At least 18 killed, dozens injured in Nigeria suicide attacks | News

At least 18 killed, dozens injured in Nigeria suicide attacks | News

Suspected female suicide bombers target a wedding, a funeral and a hospital in the restive Borno region.

At least 18 people have been killed and dozens injured after a series of blasts by suspected female suicide bombers targeted a wedding, a hospital and a funeral in Nigeria’s northeastern Borno State.

Three blasts took place on Saturday in the town of Gwoza, which lies across the border from Cameroon, Borno State police spokesman Nahum Kenneth Daso said on Sunday.

In one of the attacks, which took place at about 3:45pm (14:45 GMT), a woman carrying a baby on her back “detonated an improvised explosive device (IED) she had on her at a crowded motor park”, Daso said.

The suicide bombers reportedly also targeted a hospital in the same town. Another attack was later carried out at the funeral for victims of the wedding blast, authorities said.

“So far, 18 deaths comprising children, men, females and pregnant women” have been reported, agency head Barkindo Saidu said in a report.

Nineteen “seriously injured” people were taken to the regional capital, Maiduguri, while 23 others were awaiting evacuation.

A member of a militia assisting the military in Gwoza said two of their colleagues and a soldier were also killed in a separate attack on a security post. However, authorities did not immediately confirm the deaths.

No group has claimed responsibility for the attacks yet.

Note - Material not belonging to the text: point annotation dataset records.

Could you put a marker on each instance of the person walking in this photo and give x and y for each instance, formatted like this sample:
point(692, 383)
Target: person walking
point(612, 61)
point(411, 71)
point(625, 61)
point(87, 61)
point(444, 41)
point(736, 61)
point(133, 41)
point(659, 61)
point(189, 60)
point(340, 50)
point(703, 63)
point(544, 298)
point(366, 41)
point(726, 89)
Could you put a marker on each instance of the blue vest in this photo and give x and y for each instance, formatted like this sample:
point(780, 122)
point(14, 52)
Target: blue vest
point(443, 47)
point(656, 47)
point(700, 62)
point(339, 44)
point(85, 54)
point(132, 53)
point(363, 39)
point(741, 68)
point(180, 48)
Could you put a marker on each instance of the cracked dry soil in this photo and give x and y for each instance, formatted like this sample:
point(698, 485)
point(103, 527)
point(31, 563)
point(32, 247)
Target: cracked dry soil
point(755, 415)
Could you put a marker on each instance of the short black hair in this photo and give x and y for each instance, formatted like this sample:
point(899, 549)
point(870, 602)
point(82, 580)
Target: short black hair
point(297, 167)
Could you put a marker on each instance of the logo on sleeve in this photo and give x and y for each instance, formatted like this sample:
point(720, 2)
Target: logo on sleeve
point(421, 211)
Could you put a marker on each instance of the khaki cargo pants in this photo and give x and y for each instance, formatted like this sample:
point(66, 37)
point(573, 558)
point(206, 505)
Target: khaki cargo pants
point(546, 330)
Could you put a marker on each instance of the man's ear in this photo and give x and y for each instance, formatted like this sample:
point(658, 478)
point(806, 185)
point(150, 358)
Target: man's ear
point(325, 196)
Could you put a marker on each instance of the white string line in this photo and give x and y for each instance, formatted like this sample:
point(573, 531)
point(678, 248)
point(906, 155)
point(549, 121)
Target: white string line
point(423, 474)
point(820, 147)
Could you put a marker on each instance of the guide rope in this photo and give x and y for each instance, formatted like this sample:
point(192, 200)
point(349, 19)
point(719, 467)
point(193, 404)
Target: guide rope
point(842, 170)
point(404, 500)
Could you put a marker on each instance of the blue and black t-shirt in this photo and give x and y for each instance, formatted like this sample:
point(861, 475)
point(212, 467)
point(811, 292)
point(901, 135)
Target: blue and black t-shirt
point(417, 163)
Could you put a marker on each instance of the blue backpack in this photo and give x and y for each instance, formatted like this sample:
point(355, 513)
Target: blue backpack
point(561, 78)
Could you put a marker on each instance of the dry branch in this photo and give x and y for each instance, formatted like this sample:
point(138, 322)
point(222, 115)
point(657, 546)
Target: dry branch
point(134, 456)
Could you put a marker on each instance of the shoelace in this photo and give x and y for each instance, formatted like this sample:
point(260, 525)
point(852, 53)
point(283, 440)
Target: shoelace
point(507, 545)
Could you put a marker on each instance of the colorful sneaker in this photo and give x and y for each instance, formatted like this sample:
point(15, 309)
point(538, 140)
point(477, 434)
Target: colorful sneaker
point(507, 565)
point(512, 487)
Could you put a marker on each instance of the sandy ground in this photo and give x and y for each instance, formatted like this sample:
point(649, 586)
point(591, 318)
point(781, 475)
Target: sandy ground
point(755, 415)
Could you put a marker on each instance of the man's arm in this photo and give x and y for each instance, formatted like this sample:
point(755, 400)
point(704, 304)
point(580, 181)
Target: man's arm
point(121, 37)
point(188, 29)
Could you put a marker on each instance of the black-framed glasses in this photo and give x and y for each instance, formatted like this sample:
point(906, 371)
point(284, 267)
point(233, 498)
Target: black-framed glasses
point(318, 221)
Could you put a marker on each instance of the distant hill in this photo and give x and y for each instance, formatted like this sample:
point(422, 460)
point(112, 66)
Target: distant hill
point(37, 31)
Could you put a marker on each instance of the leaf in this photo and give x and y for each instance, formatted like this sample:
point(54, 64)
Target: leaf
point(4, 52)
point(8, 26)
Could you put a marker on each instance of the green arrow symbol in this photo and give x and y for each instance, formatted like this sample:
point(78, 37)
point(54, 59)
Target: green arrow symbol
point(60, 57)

Borno, a large swath of rural hinterland the size of Ireland, has been scarred by a 15-year violence that has killed thousands of people and displaced millions more.

Although the Nigerian military has degraded the capabilities of the armed groups, they still carry out deadly attacks against civilians and security targets.

In 2019, 30 people lost their lives in a triple suicide attack in the region, marking the deadliest mass killing by suicide bombers in the region that year.

Boko Haram and its splinter group, the Islamic State West Africa Province (ISWAP), are the most active armed groups in Borno.

Over the course of the armed rebellion, Boko Haram has repeatedly deployed young women and girls to carry out suicide attacks. It seized Gwoza in 2014 when its fighters took over swaths of territory in northern Borno.

The town was taken back by the Nigerian military with help from Chadian forces in 2015, but the group has continued to launch attacks from mountains near the town.

The violence has killed more than 40,000 people and displaced about two million in Nigeria’s northeast.

The conflict has spread to neighbouring Niger, Cameroon and Chad, prompting the formation of a regional military coalition to fight the armed groups.